DataFrames and MLJ

Hi all,
I am experiencing a weird behavior from Pluto. I have a dataset that contains more than 1M observations, although the size is about 75M. I’ve been able to cleanup the dataset and address the missing values. However, when I use the ContinuousEncoder to (1) to one-hot encode the categorical values and ensure the continuous values are enforced, it bloats my dataset to a point where a PCA for dimensionality reduction won’t work. I get a message on Pluto that the process has exited. It seems that the underlying Malt worker has crashed.
What’s the right way to execute this involving the Distributed package? what’s the correct wrokflow to process data frames in MLJ using distribted or multi-threaded processes? Feel free to share some pointers or examples.
Thanks

That doesn’t sound like a Pluto issue, but simply OOM? Not sure what you mean by “1 M observations, although the size s about 75M” but if you’ve got 75m rows and you one-hot encode some vector, generating a bunch of additional columns, it’s maybe not surprising to run out of memory?

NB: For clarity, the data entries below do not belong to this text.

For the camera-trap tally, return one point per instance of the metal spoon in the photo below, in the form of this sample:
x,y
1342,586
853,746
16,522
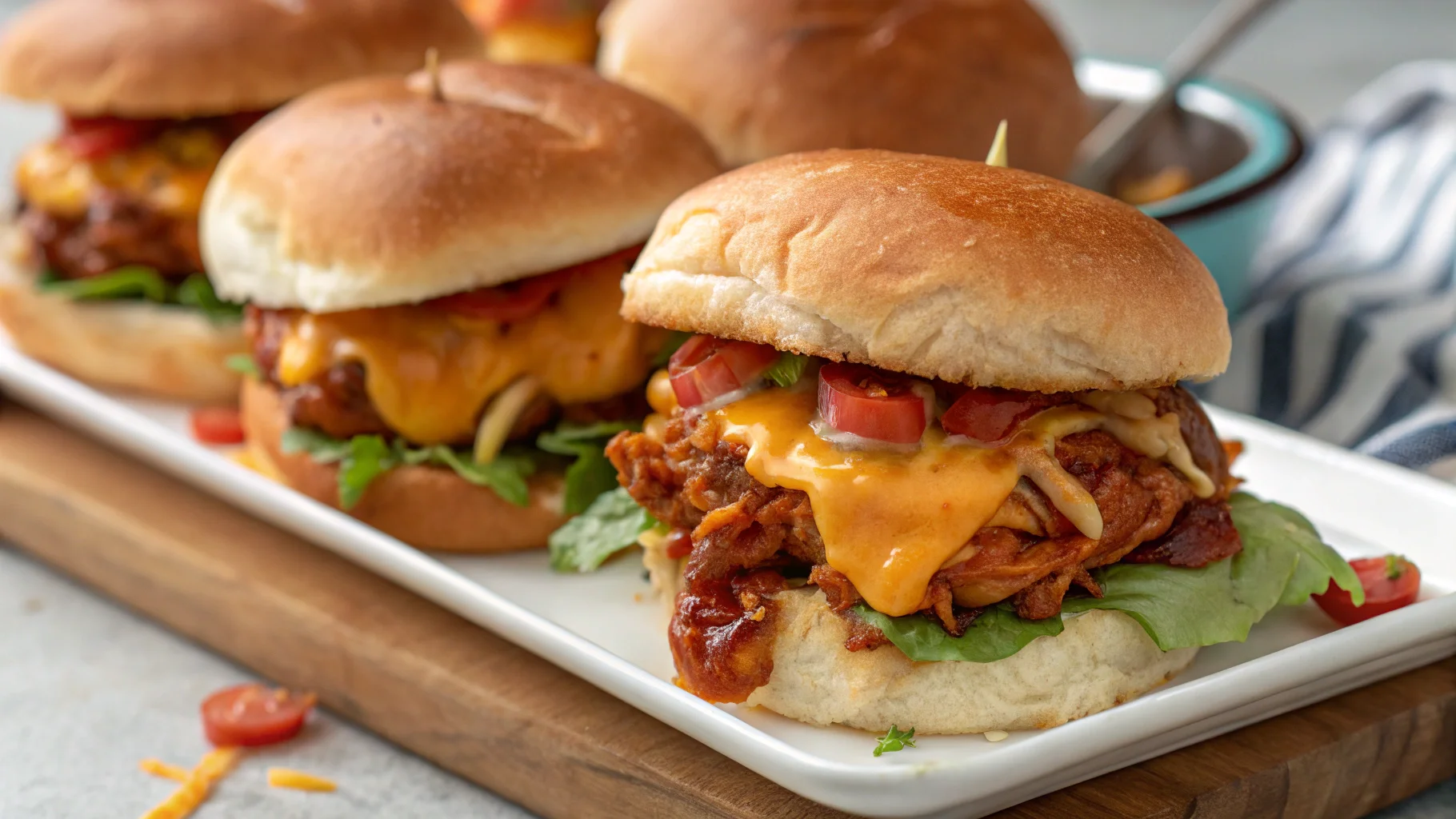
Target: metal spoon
x,y
1104,150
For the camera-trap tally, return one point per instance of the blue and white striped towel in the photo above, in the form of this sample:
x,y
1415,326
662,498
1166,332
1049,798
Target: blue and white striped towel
x,y
1351,330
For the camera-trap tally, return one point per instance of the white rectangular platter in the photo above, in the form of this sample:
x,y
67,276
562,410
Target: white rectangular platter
x,y
607,629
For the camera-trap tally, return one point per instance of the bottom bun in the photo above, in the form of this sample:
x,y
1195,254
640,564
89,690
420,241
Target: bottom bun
x,y
1101,659
138,346
426,506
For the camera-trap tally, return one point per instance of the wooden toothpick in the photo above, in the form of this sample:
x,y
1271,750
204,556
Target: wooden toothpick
x,y
996,158
433,70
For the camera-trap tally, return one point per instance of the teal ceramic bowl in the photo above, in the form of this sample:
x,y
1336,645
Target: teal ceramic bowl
x,y
1234,149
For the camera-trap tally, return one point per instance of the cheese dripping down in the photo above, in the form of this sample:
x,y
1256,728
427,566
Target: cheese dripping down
x,y
891,520
430,373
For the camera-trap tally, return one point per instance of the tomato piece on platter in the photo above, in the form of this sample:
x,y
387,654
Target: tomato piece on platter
x,y
708,367
1391,582
98,137
218,425
994,415
254,714
871,403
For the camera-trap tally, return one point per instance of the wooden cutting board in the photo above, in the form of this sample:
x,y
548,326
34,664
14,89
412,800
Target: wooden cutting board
x,y
497,714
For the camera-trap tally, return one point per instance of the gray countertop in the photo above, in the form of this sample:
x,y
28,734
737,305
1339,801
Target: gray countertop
x,y
88,689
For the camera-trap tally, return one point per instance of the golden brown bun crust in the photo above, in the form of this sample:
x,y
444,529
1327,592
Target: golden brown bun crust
x,y
426,506
1101,659
174,58
935,266
372,192
137,346
766,78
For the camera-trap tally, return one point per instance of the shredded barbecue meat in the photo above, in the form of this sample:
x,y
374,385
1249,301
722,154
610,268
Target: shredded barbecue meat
x,y
695,481
115,230
120,229
337,401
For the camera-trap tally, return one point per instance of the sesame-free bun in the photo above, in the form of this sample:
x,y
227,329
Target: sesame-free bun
x,y
1101,659
426,506
136,346
175,58
768,78
374,192
935,266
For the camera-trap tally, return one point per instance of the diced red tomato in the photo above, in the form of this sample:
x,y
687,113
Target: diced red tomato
x,y
992,415
708,367
98,137
254,714
520,300
218,425
1390,584
507,303
871,403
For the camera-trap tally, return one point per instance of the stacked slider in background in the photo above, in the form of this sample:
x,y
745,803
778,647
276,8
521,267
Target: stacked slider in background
x,y
928,463
538,31
102,275
768,78
433,271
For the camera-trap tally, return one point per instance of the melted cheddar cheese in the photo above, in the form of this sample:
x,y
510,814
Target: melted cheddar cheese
x,y
890,518
430,373
168,174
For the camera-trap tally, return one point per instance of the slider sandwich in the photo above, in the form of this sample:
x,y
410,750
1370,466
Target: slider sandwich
x,y
768,78
926,460
433,271
102,277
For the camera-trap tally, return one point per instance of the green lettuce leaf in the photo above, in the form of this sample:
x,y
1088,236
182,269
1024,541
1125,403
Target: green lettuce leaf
x,y
243,364
366,457
195,291
140,281
131,281
1283,561
591,473
610,524
788,370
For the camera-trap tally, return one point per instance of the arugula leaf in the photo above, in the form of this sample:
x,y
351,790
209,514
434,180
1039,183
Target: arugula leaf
x,y
894,741
140,281
366,457
242,362
788,370
195,291
998,633
131,281
506,474
674,339
315,444
591,473
1283,561
610,524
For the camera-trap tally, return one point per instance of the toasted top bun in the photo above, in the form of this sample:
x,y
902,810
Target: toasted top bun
x,y
374,192
935,266
766,78
175,58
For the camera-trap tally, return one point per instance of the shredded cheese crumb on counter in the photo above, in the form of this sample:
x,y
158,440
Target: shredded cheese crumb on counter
x,y
159,769
298,780
197,786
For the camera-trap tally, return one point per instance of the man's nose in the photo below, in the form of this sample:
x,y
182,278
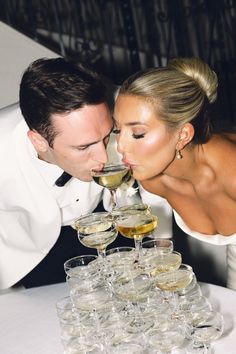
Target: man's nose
x,y
101,153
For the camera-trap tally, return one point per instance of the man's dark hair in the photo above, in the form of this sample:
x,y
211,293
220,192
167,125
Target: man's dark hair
x,y
52,86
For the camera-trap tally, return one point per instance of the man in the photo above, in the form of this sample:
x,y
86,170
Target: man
x,y
66,127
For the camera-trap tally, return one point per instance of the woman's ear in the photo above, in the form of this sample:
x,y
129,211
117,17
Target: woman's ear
x,y
39,142
186,135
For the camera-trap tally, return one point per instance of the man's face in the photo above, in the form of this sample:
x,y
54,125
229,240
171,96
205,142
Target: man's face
x,y
80,145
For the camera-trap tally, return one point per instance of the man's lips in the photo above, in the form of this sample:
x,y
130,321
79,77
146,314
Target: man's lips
x,y
128,163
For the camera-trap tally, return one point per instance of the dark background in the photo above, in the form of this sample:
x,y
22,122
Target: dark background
x,y
120,37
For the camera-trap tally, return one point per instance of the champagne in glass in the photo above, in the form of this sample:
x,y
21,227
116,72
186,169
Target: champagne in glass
x,y
136,226
111,177
96,230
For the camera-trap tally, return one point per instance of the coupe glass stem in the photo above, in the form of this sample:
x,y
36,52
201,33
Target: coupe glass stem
x,y
138,244
113,198
101,253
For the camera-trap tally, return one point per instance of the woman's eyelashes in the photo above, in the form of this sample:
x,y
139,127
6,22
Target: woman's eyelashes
x,y
134,135
116,131
138,136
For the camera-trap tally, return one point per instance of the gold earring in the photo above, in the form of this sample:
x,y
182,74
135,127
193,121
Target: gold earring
x,y
179,156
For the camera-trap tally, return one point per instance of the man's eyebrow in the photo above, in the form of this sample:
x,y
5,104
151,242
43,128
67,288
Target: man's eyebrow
x,y
130,124
93,142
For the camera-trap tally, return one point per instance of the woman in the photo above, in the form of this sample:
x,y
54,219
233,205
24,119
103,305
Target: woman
x,y
164,134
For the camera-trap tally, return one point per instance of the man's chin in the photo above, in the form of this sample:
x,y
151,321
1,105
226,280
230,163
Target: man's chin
x,y
85,178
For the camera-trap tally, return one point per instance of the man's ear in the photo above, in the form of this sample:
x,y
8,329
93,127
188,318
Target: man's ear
x,y
39,142
186,135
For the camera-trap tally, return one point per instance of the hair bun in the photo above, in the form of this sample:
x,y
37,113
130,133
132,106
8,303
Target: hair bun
x,y
200,72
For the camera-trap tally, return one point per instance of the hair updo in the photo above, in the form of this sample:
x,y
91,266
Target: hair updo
x,y
180,93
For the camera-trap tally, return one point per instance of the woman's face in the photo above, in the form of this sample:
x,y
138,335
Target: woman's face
x,y
145,142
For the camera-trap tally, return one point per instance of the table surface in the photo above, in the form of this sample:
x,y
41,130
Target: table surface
x,y
29,324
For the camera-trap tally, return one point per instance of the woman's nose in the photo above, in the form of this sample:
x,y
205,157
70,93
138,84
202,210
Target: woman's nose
x,y
120,144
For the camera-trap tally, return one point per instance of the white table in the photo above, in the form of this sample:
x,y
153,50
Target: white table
x,y
29,324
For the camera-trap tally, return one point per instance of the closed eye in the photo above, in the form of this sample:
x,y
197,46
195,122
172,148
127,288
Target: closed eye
x,y
138,136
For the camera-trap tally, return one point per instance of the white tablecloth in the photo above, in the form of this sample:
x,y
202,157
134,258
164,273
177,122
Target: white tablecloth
x,y
29,324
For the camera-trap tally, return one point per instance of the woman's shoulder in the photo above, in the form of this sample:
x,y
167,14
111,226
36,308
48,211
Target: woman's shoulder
x,y
221,157
220,145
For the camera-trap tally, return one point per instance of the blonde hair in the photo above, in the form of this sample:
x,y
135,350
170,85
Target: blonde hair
x,y
179,93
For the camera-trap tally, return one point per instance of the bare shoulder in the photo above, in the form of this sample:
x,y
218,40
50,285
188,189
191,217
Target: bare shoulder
x,y
154,186
221,156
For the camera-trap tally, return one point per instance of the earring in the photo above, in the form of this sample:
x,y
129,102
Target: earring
x,y
179,156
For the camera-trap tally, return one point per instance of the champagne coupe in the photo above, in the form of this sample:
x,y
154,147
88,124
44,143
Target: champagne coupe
x,y
157,263
111,177
205,331
136,225
173,281
96,230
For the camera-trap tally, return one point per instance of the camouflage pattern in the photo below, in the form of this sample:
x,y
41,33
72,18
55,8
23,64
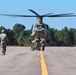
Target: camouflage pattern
x,y
4,40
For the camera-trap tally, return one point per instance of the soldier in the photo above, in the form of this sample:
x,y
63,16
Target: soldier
x,y
4,40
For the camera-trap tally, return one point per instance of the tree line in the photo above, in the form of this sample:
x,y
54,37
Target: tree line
x,y
19,36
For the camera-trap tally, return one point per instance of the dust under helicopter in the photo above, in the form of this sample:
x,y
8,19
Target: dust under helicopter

In any event probably useful to just run your code in the REPL to try and get an error message that isn’t obscured by Malt.

Sorry! The way I put it is misleading. I actually meant to indicate that I was running the code from Pluto.
The actual issue is with the one-hot encoding, which bloats the dataset and then I suspect the memory allocation fails. Thus, the process exits…
What I really wanted from the post was to find out what workflow you guys use, especially a distributed version, when handling a large dataset with DataFrames and MLJ
Regards

One-hot code bloating is exasperated by any high cardinality features you have. You could try entity embedding: instead of a fixed high-dimensional representation of a feature class, you learn a lower dimensional representation by training using a supervised neural network (NN) that includes embedding layers. The NN may not give the best predictive performance, but once you have the embeddings, you can use these instead of one-not-encoding with whatever supervised model you like. (EvoTreesClassifier or EvoTreesRegressor, the Julia native gradient tree boosters, are pretty good first choices for structured data.).

The NN models provided by MLJFlux now provide entity embedding; an example and citation of the Entity Embedding paper is here. IIdeally, you should think about the dimension you need for each multi-class variable, and specify these explicitly, as the defaults are just crude caps on the dimension.

@EssamWisam is working on a version of these models that can be used in a pipeline, but for now you will need to separately train and apply transform using the NN before passing this on manually to your supervised model of choice.

To iron out any issues, I suggest you try this out first with a much smaller version of your dataset on a single process.